Remarkably, chiming with the album’s mission of bringing people together in spite of their differences, We Got The Power also features Oasis guitarist Noel Gallagher, Damon Albarn’s chief rival in the 90s, during the “Battle Of Britpop”. “I thought it might be cute, the idea of us singing about the power to love each other,” Albarn said in an interview with Vulture, describing the song as a “strange kind of Britpop clarion call from the grave”.
Boasting Gorillaz’s most socially-aware and thought-provoking clutch of songs to date, Humanz proved to be just the tonic the world needed. Despite this, Albarn insisted that the album wasn’t intended as a political statement, asserting that “it’s not polemical, it’s quite abstract”. That said, there is still a sense that Humanz expresses the creeping fear of a worst-case scenario coming to pass, as grimly expressed by rapper Pusha T’s performance on Let Me Out. “[Obama] is gone, who is left to save us?” he asks, riding an electro-rap groove blessed with the soulful tones of R&B legend Mavis Staples (“[Orlando] we mourn, I’m praying for my neighbours,” the rapper continues, referencing a then recent shooting at an LGBTQ+ nightclub. “They say the devil’s at work and Trump is calling favours”).
Selling 140,000 copies in its first week, Humanz debuted at No.2 in both the UK and the US, with fans receiving Gorillaz’s ambitious post-apocalyptic party as a call to arms, a reminder that, in times of crisis, we must come together to fight for what we believe in and create a better world.
The legacy: “The world has gone slightly mad”
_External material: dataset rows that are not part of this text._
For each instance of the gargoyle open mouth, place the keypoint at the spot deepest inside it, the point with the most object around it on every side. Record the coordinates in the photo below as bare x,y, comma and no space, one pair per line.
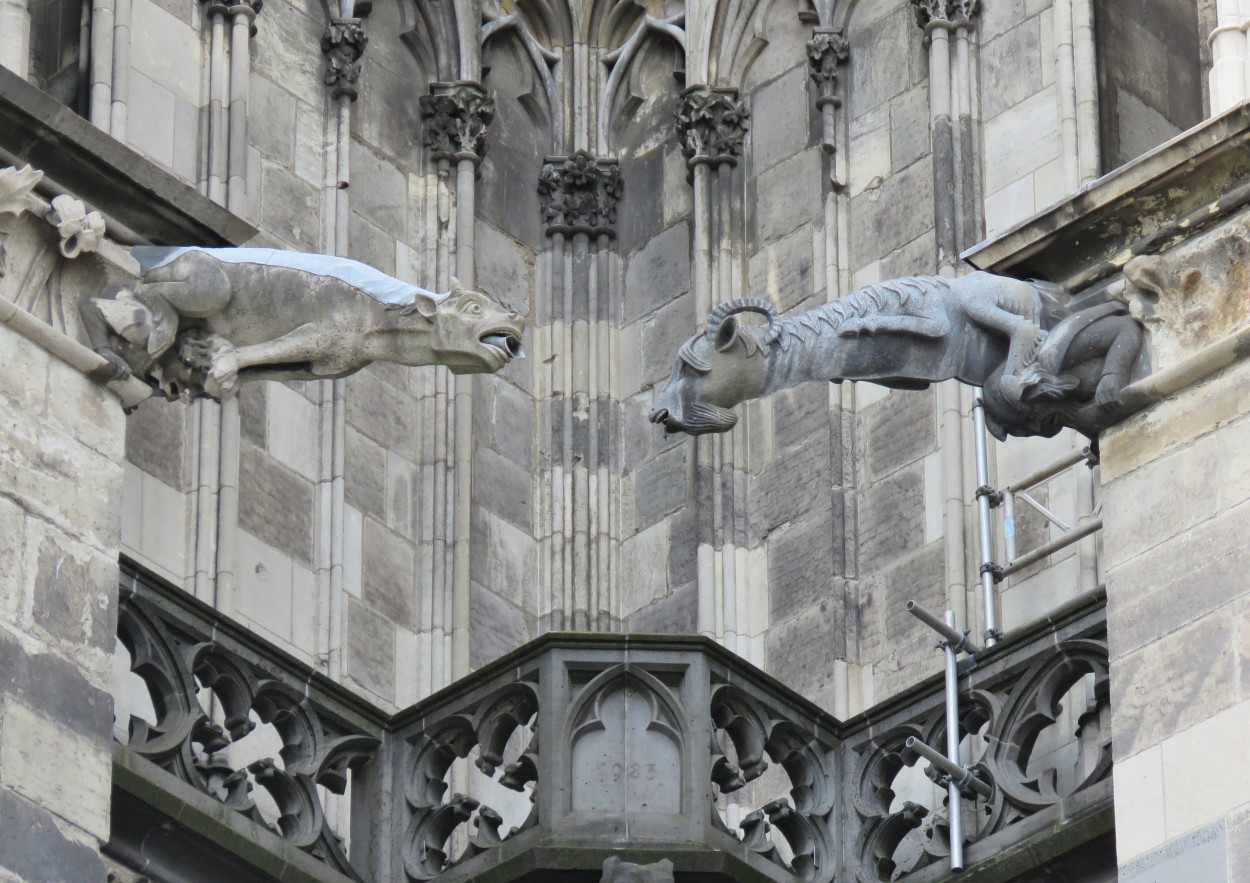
505,340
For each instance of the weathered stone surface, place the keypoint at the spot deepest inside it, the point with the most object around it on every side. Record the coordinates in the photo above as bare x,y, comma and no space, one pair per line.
883,218
1013,68
661,334
78,792
59,688
33,847
788,195
643,578
388,583
496,627
899,429
790,485
381,412
1199,856
783,270
379,190
154,440
676,613
661,487
909,131
779,119
800,415
641,218
1205,684
253,414
275,504
370,649
656,273
875,63
503,487
801,650
804,560
75,593
891,519
1161,590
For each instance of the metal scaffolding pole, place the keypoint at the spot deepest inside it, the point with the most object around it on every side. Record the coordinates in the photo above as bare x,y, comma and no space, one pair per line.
985,499
958,777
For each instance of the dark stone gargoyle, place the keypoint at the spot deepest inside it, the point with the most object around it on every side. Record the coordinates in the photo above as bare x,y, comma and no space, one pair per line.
199,322
1041,364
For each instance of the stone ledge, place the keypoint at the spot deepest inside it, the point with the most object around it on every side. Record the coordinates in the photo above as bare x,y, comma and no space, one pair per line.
1168,194
181,833
110,176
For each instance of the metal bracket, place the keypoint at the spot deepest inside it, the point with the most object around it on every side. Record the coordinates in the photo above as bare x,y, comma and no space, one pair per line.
995,569
995,497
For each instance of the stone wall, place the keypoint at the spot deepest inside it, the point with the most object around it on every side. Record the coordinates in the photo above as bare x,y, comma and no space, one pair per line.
60,480
836,497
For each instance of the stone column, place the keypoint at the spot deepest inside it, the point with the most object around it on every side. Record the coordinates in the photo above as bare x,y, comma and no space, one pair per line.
343,44
579,196
711,125
455,116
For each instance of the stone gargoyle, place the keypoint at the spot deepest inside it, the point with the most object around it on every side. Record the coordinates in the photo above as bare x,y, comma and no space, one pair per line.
199,322
1043,365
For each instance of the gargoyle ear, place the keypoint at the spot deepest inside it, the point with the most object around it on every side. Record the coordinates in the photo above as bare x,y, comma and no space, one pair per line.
726,334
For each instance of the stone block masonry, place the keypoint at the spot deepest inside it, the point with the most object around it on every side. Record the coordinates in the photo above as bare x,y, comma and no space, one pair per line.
61,442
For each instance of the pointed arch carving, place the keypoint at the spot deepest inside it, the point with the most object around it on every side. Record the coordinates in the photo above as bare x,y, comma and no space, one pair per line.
628,737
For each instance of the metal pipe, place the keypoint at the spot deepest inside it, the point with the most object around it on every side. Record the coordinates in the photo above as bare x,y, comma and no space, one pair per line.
1044,512
1050,548
954,638
120,70
983,517
954,812
1009,523
966,778
101,64
1040,475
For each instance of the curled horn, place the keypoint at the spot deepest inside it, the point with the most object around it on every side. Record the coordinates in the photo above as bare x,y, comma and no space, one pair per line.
721,312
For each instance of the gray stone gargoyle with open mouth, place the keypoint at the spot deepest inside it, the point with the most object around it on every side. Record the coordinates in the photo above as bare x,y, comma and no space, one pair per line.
1043,364
201,320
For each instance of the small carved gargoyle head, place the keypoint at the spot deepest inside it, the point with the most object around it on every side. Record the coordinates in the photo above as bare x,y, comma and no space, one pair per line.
716,369
474,333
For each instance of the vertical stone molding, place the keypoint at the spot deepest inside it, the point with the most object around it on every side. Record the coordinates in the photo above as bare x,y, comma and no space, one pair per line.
344,44
579,194
711,125
455,116
828,50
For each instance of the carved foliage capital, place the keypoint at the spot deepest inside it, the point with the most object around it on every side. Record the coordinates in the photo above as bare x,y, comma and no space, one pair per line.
826,51
711,124
344,44
580,193
945,11
455,116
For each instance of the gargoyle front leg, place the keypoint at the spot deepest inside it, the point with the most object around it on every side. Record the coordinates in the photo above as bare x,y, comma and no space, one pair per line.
301,347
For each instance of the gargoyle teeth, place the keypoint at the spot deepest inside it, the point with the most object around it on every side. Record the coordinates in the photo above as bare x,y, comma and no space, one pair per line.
505,342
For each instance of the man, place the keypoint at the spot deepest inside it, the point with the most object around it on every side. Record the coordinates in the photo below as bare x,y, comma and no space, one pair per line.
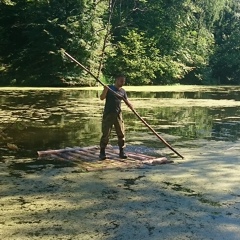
112,116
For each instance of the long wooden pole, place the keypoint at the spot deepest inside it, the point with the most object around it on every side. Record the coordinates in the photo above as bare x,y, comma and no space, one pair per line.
126,102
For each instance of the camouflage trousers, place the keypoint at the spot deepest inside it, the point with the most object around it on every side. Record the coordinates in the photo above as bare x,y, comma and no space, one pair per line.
109,120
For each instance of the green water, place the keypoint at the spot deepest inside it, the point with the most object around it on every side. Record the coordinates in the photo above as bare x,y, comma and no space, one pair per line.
52,119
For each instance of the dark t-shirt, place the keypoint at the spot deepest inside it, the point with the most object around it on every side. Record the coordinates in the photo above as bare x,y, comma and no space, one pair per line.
113,103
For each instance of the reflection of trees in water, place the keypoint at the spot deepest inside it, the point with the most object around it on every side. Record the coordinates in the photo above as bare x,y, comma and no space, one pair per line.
190,122
61,118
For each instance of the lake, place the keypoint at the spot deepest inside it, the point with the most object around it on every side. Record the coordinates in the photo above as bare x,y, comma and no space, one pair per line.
39,119
194,198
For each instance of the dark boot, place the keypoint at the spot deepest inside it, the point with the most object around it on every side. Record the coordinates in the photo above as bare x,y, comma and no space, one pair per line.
102,154
122,154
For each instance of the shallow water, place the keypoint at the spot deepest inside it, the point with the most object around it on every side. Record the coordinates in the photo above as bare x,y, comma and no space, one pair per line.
51,119
197,198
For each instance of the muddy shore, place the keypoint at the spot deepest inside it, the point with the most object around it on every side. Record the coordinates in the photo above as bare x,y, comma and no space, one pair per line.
195,198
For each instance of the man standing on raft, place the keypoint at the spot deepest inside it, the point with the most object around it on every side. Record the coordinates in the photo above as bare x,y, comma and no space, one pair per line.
112,115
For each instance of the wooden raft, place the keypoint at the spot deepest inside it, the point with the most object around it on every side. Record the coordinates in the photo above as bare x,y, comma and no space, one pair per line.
88,158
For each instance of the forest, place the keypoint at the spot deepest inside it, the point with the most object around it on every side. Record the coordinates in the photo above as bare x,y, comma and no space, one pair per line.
152,42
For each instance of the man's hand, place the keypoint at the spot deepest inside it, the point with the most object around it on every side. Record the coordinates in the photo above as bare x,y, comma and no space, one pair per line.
104,93
129,105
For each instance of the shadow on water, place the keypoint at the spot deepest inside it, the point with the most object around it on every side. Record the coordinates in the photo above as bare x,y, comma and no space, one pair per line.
52,119
59,119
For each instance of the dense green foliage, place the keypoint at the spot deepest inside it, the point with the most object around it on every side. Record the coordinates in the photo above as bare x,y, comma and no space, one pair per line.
152,42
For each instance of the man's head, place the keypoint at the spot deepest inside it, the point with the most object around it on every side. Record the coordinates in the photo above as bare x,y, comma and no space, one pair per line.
120,80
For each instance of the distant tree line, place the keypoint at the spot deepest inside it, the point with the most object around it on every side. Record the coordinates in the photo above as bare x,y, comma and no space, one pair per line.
151,41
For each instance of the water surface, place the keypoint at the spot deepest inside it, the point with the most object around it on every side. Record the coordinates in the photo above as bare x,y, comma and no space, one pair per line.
58,118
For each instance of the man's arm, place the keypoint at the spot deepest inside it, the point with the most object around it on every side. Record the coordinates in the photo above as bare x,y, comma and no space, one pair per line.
104,93
129,104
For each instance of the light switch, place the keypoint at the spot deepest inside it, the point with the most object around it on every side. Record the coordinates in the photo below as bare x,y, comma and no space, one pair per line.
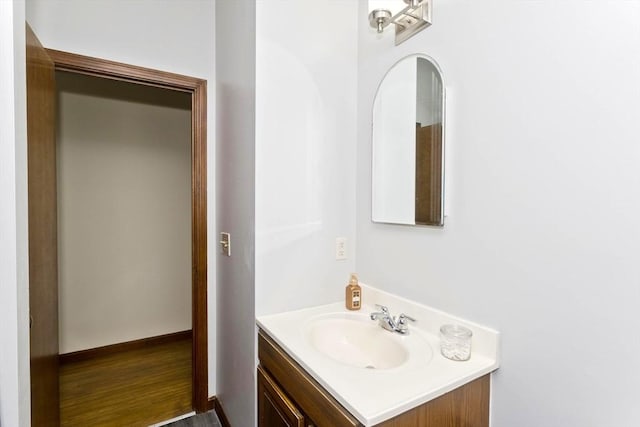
341,248
225,243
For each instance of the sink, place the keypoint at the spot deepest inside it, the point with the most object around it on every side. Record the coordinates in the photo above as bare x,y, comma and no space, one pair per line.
355,340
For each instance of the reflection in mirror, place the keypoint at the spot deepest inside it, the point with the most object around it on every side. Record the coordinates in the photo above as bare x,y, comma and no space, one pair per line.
407,169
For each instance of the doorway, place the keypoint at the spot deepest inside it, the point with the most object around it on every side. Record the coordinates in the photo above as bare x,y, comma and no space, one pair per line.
196,90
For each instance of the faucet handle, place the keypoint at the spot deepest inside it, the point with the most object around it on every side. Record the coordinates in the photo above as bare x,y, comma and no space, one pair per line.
403,317
403,327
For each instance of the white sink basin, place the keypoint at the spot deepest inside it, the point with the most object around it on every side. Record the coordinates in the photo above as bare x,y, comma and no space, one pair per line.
356,340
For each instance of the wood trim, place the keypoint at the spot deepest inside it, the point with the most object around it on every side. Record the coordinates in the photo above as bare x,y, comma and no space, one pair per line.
70,62
217,406
91,353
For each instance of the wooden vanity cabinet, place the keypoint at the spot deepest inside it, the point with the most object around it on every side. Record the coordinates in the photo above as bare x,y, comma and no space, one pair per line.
288,396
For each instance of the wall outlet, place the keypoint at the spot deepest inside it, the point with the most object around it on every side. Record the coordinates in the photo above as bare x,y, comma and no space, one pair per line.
341,248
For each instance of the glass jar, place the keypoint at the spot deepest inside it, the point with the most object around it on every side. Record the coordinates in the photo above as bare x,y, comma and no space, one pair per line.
455,342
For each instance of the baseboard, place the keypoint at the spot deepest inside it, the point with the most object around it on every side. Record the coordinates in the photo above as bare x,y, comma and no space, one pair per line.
78,356
214,403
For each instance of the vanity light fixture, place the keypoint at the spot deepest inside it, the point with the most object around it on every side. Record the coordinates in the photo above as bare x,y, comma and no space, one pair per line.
409,16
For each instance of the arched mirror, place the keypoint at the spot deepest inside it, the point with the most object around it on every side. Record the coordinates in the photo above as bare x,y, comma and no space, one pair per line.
408,144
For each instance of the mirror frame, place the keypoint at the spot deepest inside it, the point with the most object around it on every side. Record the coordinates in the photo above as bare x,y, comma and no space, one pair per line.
443,137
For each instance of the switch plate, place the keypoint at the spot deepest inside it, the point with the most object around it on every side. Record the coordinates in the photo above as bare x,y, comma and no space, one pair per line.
341,248
225,243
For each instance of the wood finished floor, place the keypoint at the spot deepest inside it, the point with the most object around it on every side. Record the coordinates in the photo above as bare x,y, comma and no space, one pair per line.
133,388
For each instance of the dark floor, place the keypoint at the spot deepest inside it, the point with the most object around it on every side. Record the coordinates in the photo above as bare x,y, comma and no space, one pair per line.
131,388
208,419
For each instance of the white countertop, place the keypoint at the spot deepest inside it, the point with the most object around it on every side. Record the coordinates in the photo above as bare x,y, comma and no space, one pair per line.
373,396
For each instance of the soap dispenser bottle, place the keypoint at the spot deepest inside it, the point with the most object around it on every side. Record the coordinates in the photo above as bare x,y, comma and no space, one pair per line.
354,294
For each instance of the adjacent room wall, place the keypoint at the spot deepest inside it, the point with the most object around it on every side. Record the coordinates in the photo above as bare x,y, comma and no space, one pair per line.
172,36
305,151
14,267
235,194
542,238
124,211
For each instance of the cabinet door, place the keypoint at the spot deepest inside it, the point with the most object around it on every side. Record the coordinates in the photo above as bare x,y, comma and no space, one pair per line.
274,407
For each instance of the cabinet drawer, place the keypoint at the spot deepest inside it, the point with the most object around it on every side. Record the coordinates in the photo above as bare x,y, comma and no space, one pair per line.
274,407
310,397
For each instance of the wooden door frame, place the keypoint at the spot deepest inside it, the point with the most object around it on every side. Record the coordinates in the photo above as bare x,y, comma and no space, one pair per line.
70,62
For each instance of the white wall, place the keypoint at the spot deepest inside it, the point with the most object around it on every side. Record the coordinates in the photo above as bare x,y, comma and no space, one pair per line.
14,298
172,36
542,240
124,211
235,194
305,151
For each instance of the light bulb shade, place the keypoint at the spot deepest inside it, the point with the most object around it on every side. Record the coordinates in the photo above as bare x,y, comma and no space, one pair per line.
393,6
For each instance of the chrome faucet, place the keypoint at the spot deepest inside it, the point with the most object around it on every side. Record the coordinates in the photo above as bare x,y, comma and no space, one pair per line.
390,323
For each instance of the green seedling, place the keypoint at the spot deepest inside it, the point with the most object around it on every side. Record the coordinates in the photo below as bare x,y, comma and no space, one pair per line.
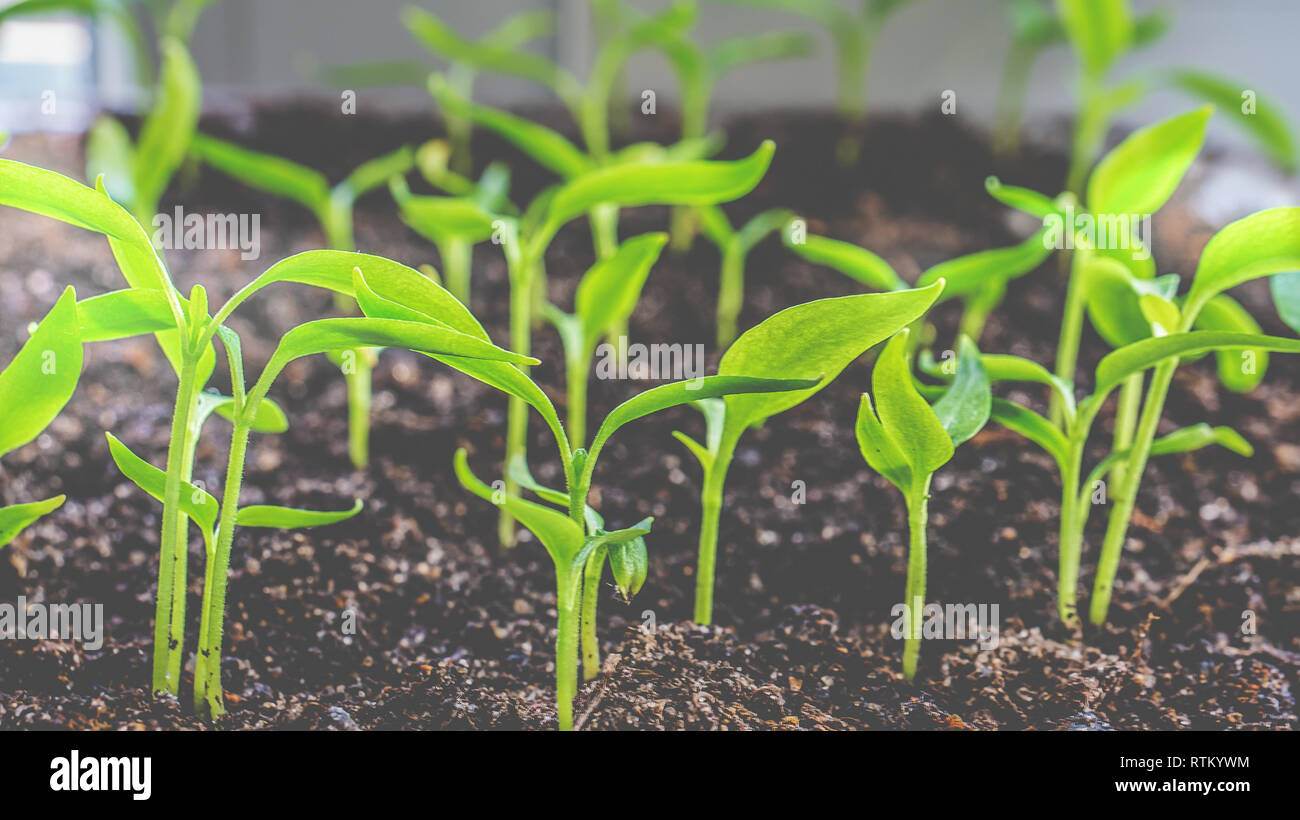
454,224
508,38
979,280
906,441
606,296
575,537
185,332
316,337
137,174
735,247
332,205
1101,33
698,70
854,37
1262,244
527,238
586,104
34,387
814,341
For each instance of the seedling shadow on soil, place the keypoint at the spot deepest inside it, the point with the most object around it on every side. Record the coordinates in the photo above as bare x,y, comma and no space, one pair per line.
451,633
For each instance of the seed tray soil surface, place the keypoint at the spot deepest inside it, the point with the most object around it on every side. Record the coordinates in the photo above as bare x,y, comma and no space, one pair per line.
454,632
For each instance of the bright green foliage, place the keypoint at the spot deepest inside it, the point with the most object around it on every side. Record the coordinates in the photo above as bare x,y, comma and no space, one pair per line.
1262,244
333,211
606,296
854,37
34,387
906,441
735,247
815,341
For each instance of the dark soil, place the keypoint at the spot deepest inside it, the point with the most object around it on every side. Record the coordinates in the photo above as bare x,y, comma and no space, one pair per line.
454,632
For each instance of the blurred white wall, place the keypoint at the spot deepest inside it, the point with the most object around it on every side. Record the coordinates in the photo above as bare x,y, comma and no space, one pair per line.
252,47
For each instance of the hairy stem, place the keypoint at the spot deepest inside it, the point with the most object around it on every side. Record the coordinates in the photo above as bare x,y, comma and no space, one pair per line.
168,634
1071,332
566,646
1126,494
359,410
590,601
516,420
575,384
209,645
731,293
456,263
711,511
915,589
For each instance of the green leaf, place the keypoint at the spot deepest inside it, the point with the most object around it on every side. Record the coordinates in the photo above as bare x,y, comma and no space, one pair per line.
1148,352
1261,244
1005,368
1021,199
815,339
685,391
1140,173
629,563
879,448
195,503
111,152
124,313
442,218
670,183
168,129
1099,30
1222,312
42,377
338,334
1113,298
609,291
967,274
1031,426
1265,124
398,293
547,147
61,198
850,260
1286,298
905,416
558,533
17,517
265,172
287,517
965,408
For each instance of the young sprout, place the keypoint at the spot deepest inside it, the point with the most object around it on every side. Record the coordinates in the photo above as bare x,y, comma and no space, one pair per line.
624,185
455,224
906,441
333,211
1103,33
606,296
137,174
1165,330
735,247
573,536
854,37
979,280
586,104
34,387
698,70
814,341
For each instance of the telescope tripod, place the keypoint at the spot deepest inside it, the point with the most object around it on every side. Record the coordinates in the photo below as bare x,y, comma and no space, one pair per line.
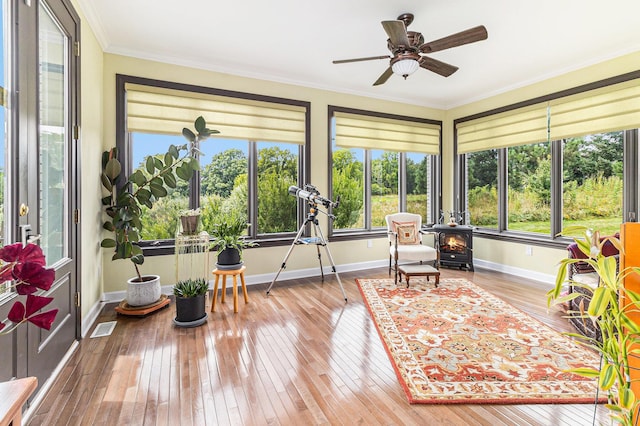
318,240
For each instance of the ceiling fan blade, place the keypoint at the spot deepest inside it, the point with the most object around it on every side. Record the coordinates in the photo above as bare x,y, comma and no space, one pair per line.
436,66
397,32
384,77
458,39
368,58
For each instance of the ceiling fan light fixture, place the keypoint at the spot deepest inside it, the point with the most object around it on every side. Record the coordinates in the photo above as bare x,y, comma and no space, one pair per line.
405,67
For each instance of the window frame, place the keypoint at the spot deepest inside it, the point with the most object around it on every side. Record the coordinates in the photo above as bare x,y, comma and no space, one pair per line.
630,174
434,191
124,145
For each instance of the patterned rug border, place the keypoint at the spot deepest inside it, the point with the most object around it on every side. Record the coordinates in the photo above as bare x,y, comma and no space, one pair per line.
561,399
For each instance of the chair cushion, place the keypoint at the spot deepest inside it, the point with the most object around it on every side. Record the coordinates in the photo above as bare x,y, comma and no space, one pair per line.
407,232
414,252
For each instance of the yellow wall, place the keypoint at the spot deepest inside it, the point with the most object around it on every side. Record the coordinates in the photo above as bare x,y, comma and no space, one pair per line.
91,126
543,260
259,260
267,260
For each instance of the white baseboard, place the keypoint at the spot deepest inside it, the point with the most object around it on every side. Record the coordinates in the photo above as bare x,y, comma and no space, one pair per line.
44,389
118,296
519,272
91,318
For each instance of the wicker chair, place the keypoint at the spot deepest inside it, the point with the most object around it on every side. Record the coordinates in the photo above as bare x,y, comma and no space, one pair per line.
405,232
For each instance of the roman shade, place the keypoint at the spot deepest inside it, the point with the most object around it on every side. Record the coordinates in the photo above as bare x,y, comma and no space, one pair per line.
153,109
609,108
370,132
512,128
Without a doubt, Albarn’s vision for the album had proved to be far more prescient than even he had intended. As Donald Trump set about serving his first (and, at the time of writing, his last) term as US President, few albums captured the unease of a world in the grip of upheaval better than Humanz. Nothing short of a conceptual masterclass, its reputation has only continued to grow. “It was set in the future, it was set in when the world was just going to go slightly mad,” Albarn said to The New York Times, before adding, soberly: “And the world has gone slightly mad, there’s no question about it.”